As a side note / feature request, it would be really nice to have ability to switch at least the Aux Envelopes (and would be great on Filter/Amp too) to LINEAR contour ADR stages, for more accurate wavetable sample playback.
Pro3 OS: 1.1.2.8

Re: Wavetables: Rude.
« Reply #4 on: April 07, 2021, 03:34:21 PM »
Thank you!

Creativespiral said it really well.

WAV2Pro3 makes wavetable generation convenient by accepting 256-frame files directly from Serum. But the way it does this is by keeping every 16th frame and downsampling from 2048 samples to 1024. In other words, to meet the limitations of the Pro 3, WAV2Pro3 has to throw away almost 97% of the information it gets!

You can overcome this to a large extent by designing your wavetables in Serum specifically for the Pro 3. That is, create or add only 16 frames so that you have complete control over what gets into the Pro 3 wavetable.

Serum is the best tool available for creating Pro 3 wavetables, but using it for Pro 3 is a bit different than creating wavetables for use with the Serum synth itself.

I'm a bit skeptical about the prospect of scanning through a wavetable to approximate a 16384-sample cycle. For one thing, even though the Pro 3's frames are nominally 1024 samples, the 1024-sample set is only used at the very lowest part of the keyboard, up to around F#2. As you move up the keyboard, you're using 512, 256, and 128-sample versions of the waveform (Pro 3 wavetable sysex is so big because it really contains 64 waveforms). Also, scanning is going to be at a constant rate, not the variable rate that would be necessary to seamlessly link the waveforms together at different pitches. Plus you've got amplitude interpolation going on that you just can't turn off.

While some creative and dedicated programming might be able to get around some of these hurdles, my view is that it's probably fruitless to expect anything approaching "sample playback." Wavetable synthesis is a whole other thing, and it's hella fun when I'm not trying to make it jump through hoops.

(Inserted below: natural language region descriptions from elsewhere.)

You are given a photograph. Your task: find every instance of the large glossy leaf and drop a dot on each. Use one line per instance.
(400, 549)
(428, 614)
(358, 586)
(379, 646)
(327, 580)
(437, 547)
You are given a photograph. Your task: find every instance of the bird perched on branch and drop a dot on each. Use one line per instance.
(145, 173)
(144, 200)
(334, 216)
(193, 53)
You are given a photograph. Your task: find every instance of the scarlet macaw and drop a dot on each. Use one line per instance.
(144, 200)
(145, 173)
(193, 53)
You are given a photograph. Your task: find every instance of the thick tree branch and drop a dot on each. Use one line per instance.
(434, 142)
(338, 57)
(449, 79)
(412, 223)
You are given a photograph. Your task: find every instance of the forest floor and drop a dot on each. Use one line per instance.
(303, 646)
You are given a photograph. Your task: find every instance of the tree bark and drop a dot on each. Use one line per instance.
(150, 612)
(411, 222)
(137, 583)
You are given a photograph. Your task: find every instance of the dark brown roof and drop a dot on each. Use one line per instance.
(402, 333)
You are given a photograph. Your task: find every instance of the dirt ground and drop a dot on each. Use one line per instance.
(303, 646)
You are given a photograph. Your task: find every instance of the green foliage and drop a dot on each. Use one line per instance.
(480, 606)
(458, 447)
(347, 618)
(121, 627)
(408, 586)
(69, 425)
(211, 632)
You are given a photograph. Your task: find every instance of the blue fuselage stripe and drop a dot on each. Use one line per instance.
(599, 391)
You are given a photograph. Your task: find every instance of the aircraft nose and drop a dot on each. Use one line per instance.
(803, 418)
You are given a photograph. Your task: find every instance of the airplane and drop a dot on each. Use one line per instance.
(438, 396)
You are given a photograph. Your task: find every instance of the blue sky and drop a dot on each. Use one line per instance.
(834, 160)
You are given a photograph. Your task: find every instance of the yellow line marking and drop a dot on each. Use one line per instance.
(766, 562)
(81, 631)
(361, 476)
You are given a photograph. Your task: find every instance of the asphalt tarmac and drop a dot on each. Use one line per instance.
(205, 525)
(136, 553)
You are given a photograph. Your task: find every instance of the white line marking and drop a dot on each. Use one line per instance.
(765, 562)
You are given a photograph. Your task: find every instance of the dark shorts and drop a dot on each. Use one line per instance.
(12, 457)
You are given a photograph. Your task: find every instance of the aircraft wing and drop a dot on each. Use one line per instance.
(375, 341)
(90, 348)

I treat sampled audio timbres more as raw material for synth sounds, with the bonus of motion.

And also, +1 for EG contour control.
Pro3 OS: 1.1.2.8

Re: Wavetables: Rude.
« Reply #5 on: April 07, 2021, 07:57:46 PM »
Plus you've got amplitude interpolation going on that you just can't turn off.

This I feel is the trickiest aspect to be aware of.  If your harmonics are out-of-phase between adjacent "keyframes", they drop out completely when interpolating between them.  Some of the built-in wavetables suffer from this, causing them to phase in and out while sweeping the waveshape parameter, rather than transitioning smoothly.

It is of course possible to automatically align harmonics between samples while maintaining zero crossings at the start and end (basically, cut out real components from the FFT), but, although this preserves the spectral content, when experimenting with this I noticed that it actually does change the sound.  This was surprising to me but apparently there are studies about this, see https://www.researchgate.net/publication/286939870_Sensitivity_of_Human_Hearing_to_Changes_in_Phase_Spectrum for example.

(The quality of this change in sound I find very peculiar.  E.g. randomizing the harmonic phases of a sawtooth wave creates a distinctive funky grungy distortion in the upper harmonics.  But strangest is that the sensation seems to fade from my auditory short-term memory very quickly, such that if I listen to a normal sawtooth immediately after a phase-randomized version, my brain doesn't register the sound as having changed, but then listening to the phase-randomized version again, the difference is readily apparent.)